AIの進化により、ゲームはどう変わるのか

 AIが進化していくと、ゲームはどうなるのか。この質問に、三宅氏は“ゲームはAIによって、ユーザーに適した難易度へと動的に変化する”と回答。難易度を変化させるAIはこれまでにも存在しているが、そうは言っても、既存のゲームはあくまで大衆に向けたもの。今後は、たとえばSNSの書き込みなどからAIがユーザーの個性・状況を読み取り、「いま、この人はこういう悩みを抱いているから、このような物語を展開しよう」などと、その人ひとりに向けたゲームをAIが自動生成する時代が来るのではないか、と語った。

 また会場からは、『ファイナルファンタジーXVI』のAIはどうなるのですか? という質問が(質問者は、会場にいたシブサワ・コウ氏!)。三宅氏は、今後のタイトルについては回答できないと述べつつ、『FFXV』を経て得た課題として、“メタAIに強力な思考を入れる”ことを挙げた。オープンワールドのゲームでは、どこでも戦闘やストーリーイベントが起こり得る。ゆえに、AIによってゲーム体験を引き締める必要があり、メタAIの力をもっと強化すべきとのこと。

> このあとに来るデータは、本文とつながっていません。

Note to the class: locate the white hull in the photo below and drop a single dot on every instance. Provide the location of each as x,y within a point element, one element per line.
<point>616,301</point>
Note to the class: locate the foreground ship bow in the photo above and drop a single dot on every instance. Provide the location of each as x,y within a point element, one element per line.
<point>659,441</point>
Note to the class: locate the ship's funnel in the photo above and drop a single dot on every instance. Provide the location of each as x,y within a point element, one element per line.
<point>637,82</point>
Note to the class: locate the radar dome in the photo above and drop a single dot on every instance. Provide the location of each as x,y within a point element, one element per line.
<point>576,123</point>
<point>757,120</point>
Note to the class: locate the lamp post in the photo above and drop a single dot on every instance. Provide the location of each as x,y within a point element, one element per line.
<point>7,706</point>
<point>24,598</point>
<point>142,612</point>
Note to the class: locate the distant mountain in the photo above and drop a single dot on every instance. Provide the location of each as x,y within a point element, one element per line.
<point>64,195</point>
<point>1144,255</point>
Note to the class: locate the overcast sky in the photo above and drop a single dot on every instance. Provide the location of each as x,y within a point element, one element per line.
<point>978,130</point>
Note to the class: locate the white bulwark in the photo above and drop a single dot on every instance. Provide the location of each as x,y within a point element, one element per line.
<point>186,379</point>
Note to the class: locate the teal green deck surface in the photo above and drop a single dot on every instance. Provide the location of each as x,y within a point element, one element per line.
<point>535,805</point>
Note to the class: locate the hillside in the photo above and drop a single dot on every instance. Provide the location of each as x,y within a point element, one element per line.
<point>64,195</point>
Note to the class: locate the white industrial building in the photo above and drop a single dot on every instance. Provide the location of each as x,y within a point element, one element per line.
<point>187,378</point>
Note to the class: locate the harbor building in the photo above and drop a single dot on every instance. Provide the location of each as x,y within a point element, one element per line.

 加えて、“みずから計画を立てる人工知能”の開発にも、三宅氏は意欲を見せた。これは、以前から研究しているが、なかなか組み込めていないAIであるという。いままでのAIは、“こういうことが起こったので、この行動を取る”という反射的なAIだが、今後は目的に向かってプランを作れるAIが必要だと三宅氏はコメントした。

 開発者たちが日々研究を進めているAI。今後も各社の切磋琢磨により(たとえばValveは講演資料を惜しみなく公開しているという)、ユーザーに新しいゲーム体験を与えるAIが生まれていくことだろう。